Ten years after the Chernobyl disaster released radiation
across Europe, aging and unreliable reactors in the former Soviet
bloc and the role of Western aid in avoiding another catastrophe
are other topics.

Oslo's main concern, however, is the management, storage and
disposal of spent nuclear fuel and radioactive waste from the
Northern Fleet in Murmansk and other ports on the Kola.

Under a joint effort by Norway, Russia and the United States,
a plant for treating low-level radioactive waste will be built
this year in Murmansk.

Norway and other countries are also trying to assist Russia in
dealing with the "Lepse", a ship used for storing spent nuclear
fuel in Murmansk harbor.

Of all the troubled points on the Kola, the Andreeva Bay
storage site has been singled out as among the worst by the
government-backed Norwegian environmental group Bellona.

"The amount of radiation in this facility is several hundred
times more than it was inside the reactor of Chernobyl," said a
Bellona report on nuclear sites in the Zapadnaya Litsa fjord near
Norway's border.

Cooperation has been clouded by Russia's espionage charge
against Alexander Nikitin, a Russian environmentalist working for
Bellona. A retired navy officer, he was arrested in February and
could be executed if found guilty.

Nikitin co-authored a Bellona report accusing the Russian
military of mishandling nuclear waste on the Kola and risking
radioactive leakage into the sea. Bellona says the information he
collated had been made public earlier.

In Oslo, Yeltsin reached an understanding with Norwegian Prime
Minister Gro Harlem Brundtland on how to handle the case. Russia
would drop complaints against Bellona. It would also grant
Bellona's imprisoned Russian researcher the freedom, withheld so
far, to choose his own lawyer.

Bjerke said Oslo hoped the summit's final declaration would
refer to the safe disposal of nuclear waste, "because this is an
area where the need for international effort is the greatest".

Norway feels that this topic has not attracted as much
attention from the international community as the issue of
nuclear safety at civilian nuclear power plants, she said.

The Kola civilian nuclear power plant on the northwest Russian
peninsula has been named by the U.S. Department of Energy as one
of the four most dangerous reactors in the world.

"The nuclear power plant is the other major threat," Bjerke
acknowledged. "An accident at the Kola plant would be worse for
Norway than Chernobyl because it is so close."

While Chernobyl is in Ukraine in central Europe, the Kola
reactor is 200 km (125 miles) from the Norwegian border.

Russia has more than 80 operational nuclear submarines and two
nuclear-powered cruisers stationed at bases on the Kola. In
addition, at least 70 nuclear submarines have been scrapped, but
spent nuclear fuel has been removed from only about 20, partly
because of a lack of storage sites, Norway says.

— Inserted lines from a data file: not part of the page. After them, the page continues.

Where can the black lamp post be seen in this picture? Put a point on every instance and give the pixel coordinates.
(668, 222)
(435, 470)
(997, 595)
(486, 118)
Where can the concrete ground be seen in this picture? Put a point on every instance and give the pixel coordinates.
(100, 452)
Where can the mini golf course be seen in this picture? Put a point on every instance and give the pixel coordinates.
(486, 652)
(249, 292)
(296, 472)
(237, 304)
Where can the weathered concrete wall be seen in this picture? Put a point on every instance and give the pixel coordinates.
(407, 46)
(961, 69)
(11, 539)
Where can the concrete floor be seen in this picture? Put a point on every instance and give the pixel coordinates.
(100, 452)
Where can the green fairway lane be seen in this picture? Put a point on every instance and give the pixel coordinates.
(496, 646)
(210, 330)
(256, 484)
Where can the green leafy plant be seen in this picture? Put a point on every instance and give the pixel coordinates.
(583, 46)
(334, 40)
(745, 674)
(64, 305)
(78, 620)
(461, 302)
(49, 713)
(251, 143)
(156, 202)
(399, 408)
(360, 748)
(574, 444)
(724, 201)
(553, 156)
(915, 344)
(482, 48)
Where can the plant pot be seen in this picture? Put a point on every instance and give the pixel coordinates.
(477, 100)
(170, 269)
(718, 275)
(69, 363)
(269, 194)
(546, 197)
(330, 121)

For the past two years Norway has contributed an annual 130
million crowns ($20 million) to a scheme to help Russia improve
nuclear safety and prevent contamination of the sea.

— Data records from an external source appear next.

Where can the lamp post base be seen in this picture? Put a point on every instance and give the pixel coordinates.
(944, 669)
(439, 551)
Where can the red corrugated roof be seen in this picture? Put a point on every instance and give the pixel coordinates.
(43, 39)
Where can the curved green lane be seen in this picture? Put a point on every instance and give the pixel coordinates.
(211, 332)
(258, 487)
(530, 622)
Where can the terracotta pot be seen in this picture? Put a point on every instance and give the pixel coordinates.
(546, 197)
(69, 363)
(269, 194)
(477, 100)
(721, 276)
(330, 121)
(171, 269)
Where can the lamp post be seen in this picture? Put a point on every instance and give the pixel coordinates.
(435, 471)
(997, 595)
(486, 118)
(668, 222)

Removing waste on the Kola peninsula is an uphill battle
against bureaucracy, military secrecy, and shortage of money.
Norwegian officials estimate cleaning up all the environmental
damage would cost several hundred billion crowns (tens of
billions of dollars).

"If you think of all the costs it would take for a complete
cleanup you would become a pessimist," Bjerke said. "But we have
no alternative but to try and pressure the Russian authorities
into a stronger commitment while at the same time seeking to
mobilize international support.

"We have a long way to go," she said. "We can only hope that
there won't be any major accidents in the meantime."